Grand Theatre, Wolverhampton, Wednesday 26th September, 2018
Birmingham Stage Company is back, following up the success of Gangsta Granny with a second alliterative title from comic actor-turned-children’s-author, David Walliams. Walliams appears to have appointed himself the successor to Roald Dahl and his work bears many similarities to Dahl’s classic novels for children. Chiefly, Walliams doesn’t sugar coat any aspect of his stories, populates the tales with grotesques, and places a wise child at the heart of them. Adaptor-director Neal Foster captures the Walliams spirit superbly well, rendering the action in imaginative, theatrical ways.
This one is a grim (Grimm) melodrama that is positively Victorian in its sensationalism. The titular aunt – Agatha Saxby – is monstrously cruel to her recently orphaned niece. The title deeds of rambling manor Saxby Hall are at stake. Richard James is enormous fun as this squawking villain, stomping around in plus fours and a ginger wig.
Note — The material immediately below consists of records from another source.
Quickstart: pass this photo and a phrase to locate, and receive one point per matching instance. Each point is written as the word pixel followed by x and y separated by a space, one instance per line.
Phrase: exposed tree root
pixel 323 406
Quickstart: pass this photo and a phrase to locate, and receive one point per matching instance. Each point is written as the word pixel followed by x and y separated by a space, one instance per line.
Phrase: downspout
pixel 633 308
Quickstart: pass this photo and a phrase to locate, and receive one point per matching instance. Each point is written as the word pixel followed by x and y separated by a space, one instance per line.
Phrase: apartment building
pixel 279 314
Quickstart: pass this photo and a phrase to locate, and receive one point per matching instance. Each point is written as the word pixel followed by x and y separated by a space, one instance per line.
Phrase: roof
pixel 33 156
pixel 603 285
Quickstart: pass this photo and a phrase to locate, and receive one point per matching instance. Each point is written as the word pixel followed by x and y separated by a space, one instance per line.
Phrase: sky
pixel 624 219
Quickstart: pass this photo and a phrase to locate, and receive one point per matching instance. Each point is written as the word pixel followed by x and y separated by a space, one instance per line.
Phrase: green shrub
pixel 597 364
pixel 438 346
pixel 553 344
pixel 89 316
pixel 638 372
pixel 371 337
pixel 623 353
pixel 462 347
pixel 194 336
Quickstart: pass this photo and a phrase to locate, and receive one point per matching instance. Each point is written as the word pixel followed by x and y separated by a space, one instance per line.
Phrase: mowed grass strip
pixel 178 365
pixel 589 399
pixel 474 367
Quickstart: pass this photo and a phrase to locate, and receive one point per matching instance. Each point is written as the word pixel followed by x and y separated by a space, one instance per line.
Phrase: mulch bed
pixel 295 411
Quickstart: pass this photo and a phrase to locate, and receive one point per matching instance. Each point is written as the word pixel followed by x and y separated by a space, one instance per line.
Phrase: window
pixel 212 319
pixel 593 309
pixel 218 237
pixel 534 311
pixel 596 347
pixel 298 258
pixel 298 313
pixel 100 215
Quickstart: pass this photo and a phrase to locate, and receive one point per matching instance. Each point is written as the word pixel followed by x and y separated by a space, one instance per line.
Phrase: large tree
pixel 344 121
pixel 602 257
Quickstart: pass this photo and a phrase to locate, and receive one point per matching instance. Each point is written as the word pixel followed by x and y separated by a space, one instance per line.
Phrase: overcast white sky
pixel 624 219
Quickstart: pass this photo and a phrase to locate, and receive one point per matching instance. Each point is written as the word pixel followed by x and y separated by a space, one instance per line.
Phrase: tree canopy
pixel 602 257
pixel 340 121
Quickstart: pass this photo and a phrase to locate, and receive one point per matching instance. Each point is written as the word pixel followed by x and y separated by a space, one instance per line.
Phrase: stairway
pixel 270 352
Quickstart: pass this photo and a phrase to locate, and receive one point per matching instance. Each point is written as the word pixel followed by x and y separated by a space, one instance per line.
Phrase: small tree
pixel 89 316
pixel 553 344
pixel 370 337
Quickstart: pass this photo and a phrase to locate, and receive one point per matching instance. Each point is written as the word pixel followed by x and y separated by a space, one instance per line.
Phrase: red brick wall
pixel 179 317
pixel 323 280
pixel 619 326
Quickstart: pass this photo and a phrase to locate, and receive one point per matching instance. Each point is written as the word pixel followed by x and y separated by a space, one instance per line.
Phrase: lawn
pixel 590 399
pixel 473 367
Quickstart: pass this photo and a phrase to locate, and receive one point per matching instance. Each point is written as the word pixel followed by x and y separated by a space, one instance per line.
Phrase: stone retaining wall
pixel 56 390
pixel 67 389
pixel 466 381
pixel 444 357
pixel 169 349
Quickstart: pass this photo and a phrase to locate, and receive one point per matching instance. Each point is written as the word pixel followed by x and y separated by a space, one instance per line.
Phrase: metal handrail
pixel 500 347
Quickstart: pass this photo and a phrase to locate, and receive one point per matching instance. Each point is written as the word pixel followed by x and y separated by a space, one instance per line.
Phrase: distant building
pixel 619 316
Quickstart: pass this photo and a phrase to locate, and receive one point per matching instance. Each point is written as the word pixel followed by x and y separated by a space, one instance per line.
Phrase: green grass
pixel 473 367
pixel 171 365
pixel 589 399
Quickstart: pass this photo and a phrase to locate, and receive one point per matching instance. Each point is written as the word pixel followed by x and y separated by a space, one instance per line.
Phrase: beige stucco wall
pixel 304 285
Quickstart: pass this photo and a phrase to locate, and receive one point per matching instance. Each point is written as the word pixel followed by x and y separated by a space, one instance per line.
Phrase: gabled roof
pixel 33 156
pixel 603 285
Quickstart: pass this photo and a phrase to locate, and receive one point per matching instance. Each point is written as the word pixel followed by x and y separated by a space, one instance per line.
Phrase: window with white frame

His sidekick, Wagner, is an imposing owl – and a beautiful piece of puppetry performed by Roberta Bellekom.
Georgina Leonidas instantly gains our sympathy as plucky, long-suffering heroine, 12-year-old Stella, who finds an ally in the form of friendly ghost, Soot (the likeable Ashley Cousins) a chimney sweep’s boy who came to a sticky end on the job. The pair uncover the true extent of Auntie’s abominable activities as they clamber up and over Jacqueline Trousdale’s revolving set pieces. The gothic events are offset by the humorous appearances of dotty retainer, Gibbon, in a hilarious turn by Harry Sutherland.
Jak Poore’s original score adds to the urgency of the action and the melodramatic atmosphere of the whole. It may lack the warmth of Gangsta Granny, but there is plenty here to enjoy as Stella endures tribulation and trials, and Auntie gets her comeuppance in a satisfactory turn of events.
Darkly delicious with a generous helping of toilet humour and gross-out moments, Awful Auntie is awesome entertainment for the whole family.